Dass Teile der Flüchtlingsbetreuung in Österreich von gewinnorientierten Privatunternehmen organisiert werden, geht auf die Zeit von Innenminister Ernst Strasser zurück. Anfang 2003 entschied die deutsche Organisation European Homecare die Ausschreibung über die Ausgliederung der Erstaufnahmestelle Traiskirchen für sich. Gemeinnützige Vereine hatten sich vergeblich beworben.Als Zuschlagskriterien für die Profit-Anbieter wurden zu 65 % der Preis, zu 20 % die Übernahme des Personals und zu 15 % (!) die Qualität berücksichtigt. Freilich lief es dann auch mit European Homecare nicht immer reibungslos. Die Deutschen kündigten ihre Verträge, da die Umsätze sich angesichts geringer Flüchtlingszahlen nicht nach ihren Vorstellungen entwickelt hatten.
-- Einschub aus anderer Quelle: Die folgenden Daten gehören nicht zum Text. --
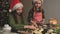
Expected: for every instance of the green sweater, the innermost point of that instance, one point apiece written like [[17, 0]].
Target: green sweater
[[12, 23]]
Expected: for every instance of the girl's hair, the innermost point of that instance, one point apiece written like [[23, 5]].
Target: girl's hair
[[53, 21], [15, 17]]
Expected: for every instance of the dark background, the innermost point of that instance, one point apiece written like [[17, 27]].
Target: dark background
[[51, 7]]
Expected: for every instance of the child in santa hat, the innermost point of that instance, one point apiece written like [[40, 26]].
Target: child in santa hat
[[15, 16], [36, 14]]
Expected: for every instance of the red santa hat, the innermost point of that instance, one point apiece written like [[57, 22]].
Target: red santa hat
[[36, 1], [14, 4]]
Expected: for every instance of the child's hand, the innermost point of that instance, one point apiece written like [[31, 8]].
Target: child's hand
[[30, 27]]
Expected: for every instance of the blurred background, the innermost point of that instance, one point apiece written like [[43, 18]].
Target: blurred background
[[51, 8]]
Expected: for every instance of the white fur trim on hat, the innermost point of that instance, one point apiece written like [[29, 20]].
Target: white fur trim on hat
[[36, 1], [17, 6]]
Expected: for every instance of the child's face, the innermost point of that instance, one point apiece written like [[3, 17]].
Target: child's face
[[38, 4], [53, 21], [19, 10]]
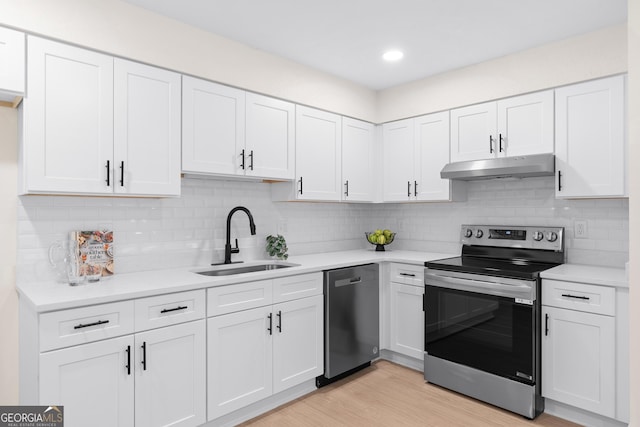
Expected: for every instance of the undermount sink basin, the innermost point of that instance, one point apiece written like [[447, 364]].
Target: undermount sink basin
[[230, 269]]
Bei der Neuausschreibung im Jahr 2011 setzte sich letztlich ORS durch. Die ORS Service GmbH gehört der Schweizer Ox Group, die im Sommer 2013 von der britischen Equistone Partners Europe (EPE) gekauft worden ist. Diese wiederum gehört laut Homepage rund 30 institutionellen Anlegern und der Barclays Bank.
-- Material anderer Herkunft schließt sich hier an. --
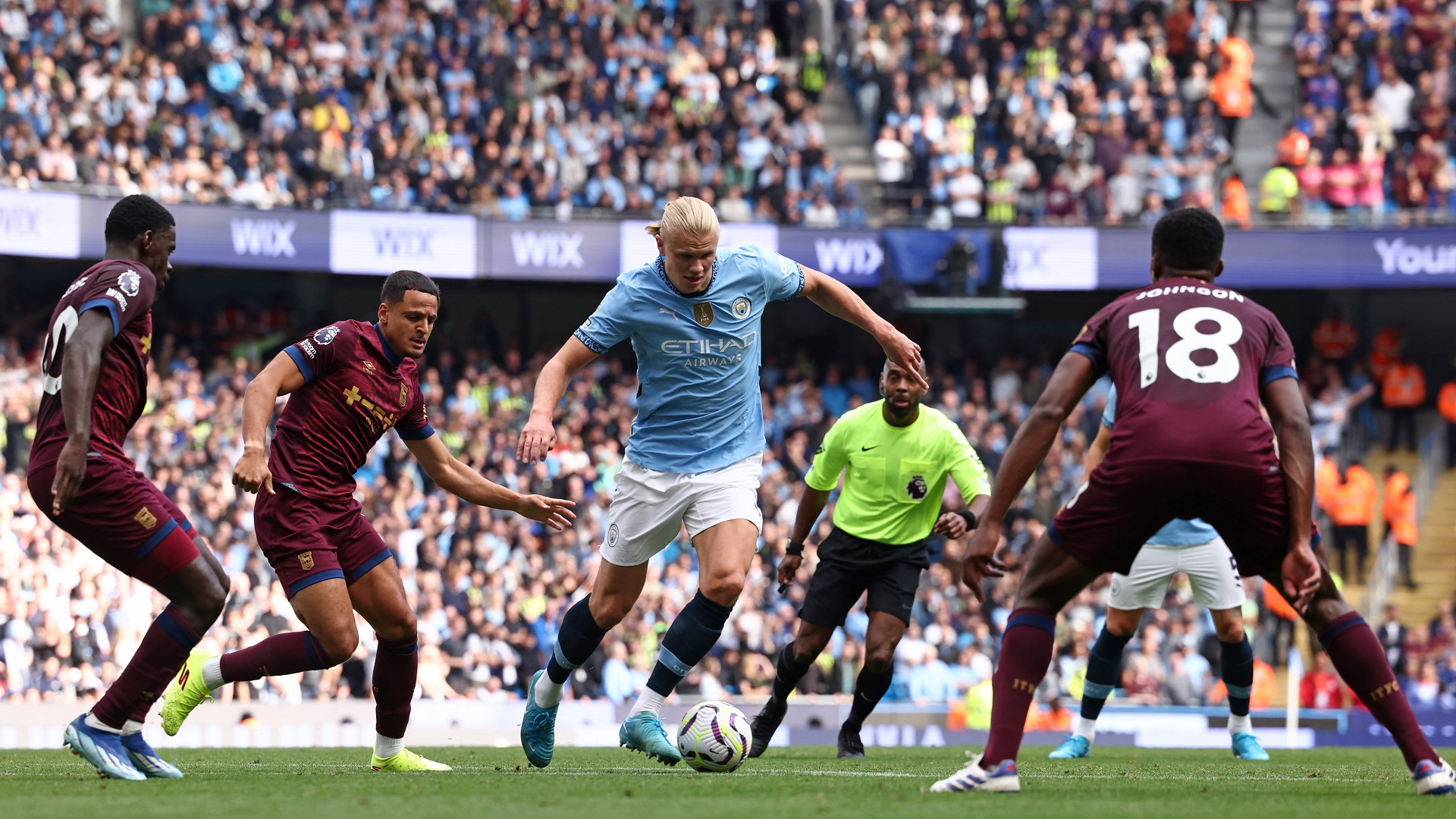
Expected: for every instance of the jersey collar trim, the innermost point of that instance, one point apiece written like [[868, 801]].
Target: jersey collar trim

Betriebswirtschaftlich weist die ORS für das Jahr 2014 bei einer Bilanzsumme von 12,1 Millionen einen Bilanzgewinn von einer Million aus. 500.000 Euro davon werden an die Gesellschafter_innen ausgeschüttet. Öffentlicher Gelder werden hier nicht in die Flüchtlingsarbeit reinvestiert, sondern in den privaten Finanzsektor umverteilt. Diese Tendenz, dass sozial gewidmete Steuergelder über kommerzielle Profitunternehmen an private Fondsbesitzer_innen fließen, findet sich mittlerweile auch in anderen Feldern sozialer Dienstleistungen. In der Pflege beispielsweise hat Senecura ihre 2008 erworbene Tochter Senevita, die in der Schweiz etwa 1200 Betten in Alten- und Pflegeheimen führt, vor kurzem an die international tätige ORPEA Aktiengesellschaft verkauft. ORPEA ist in Westeuropa mit etwa 52.000 Betten vertreten, und hat mit dem Zukauf der Senevita ihren Expansionskurs weiter verstärkt. Ebenfalls wurde die Silver Care Group aus Deutschland mit etwa 6000 Betten geschluckt. In der Presseaussendung von ORPEA hört sich das so an: «Nach den Übernahmen von Senevita in der Schweiz und Silver Care in Deutschland im Jahr 2014 beginnt ORPEA das Jahr 2015 erneut mit einer strategischen Operation mit hohem Entwicklungspotenzial. Diese Übernahme eines Vermögenswertes, der über eine in Österreich und der Tschechischen Republik einzigartige Wettbewerbsposition verfügt, bietet ORPEA eine neue Wachstums- und Rentabilitätsquelle sowie wertsteigernde Entwicklungschancen.» Was das an der Pariser Börse notierte Unternehmen optimistisch macht, ist der erhoffte Abbau der öffentlichen Daseinsvorsorge. In Österreich gebe es ein «massive Dominanz der öffentlichen Akteure … und das vor dem Hintergrund sinkender öffentlicher Ausgaben.» Heißt übersetzt, wenn Qualität & Zugang durch Kürzung bei solidarisch finanzierter Pflege sinkt, steigen die Chancen für kommerzielle Anbieter_innen. Mit der Pflege für alte Menschen in einkommensschwachen Gebieten will man sich nicht aufhalten: Chancen gebe es für «Entwicklung in den Gebieten mit hoher Kaufkraft». Auch hier: Öffentliche Steuergelder werden nicht in die Pflege reinvestiert, sondern in den privaten Finanzsektor nach oben umverteilt. Ein Ausverkauf zu Lasten einer leistbaren Pflege für alle.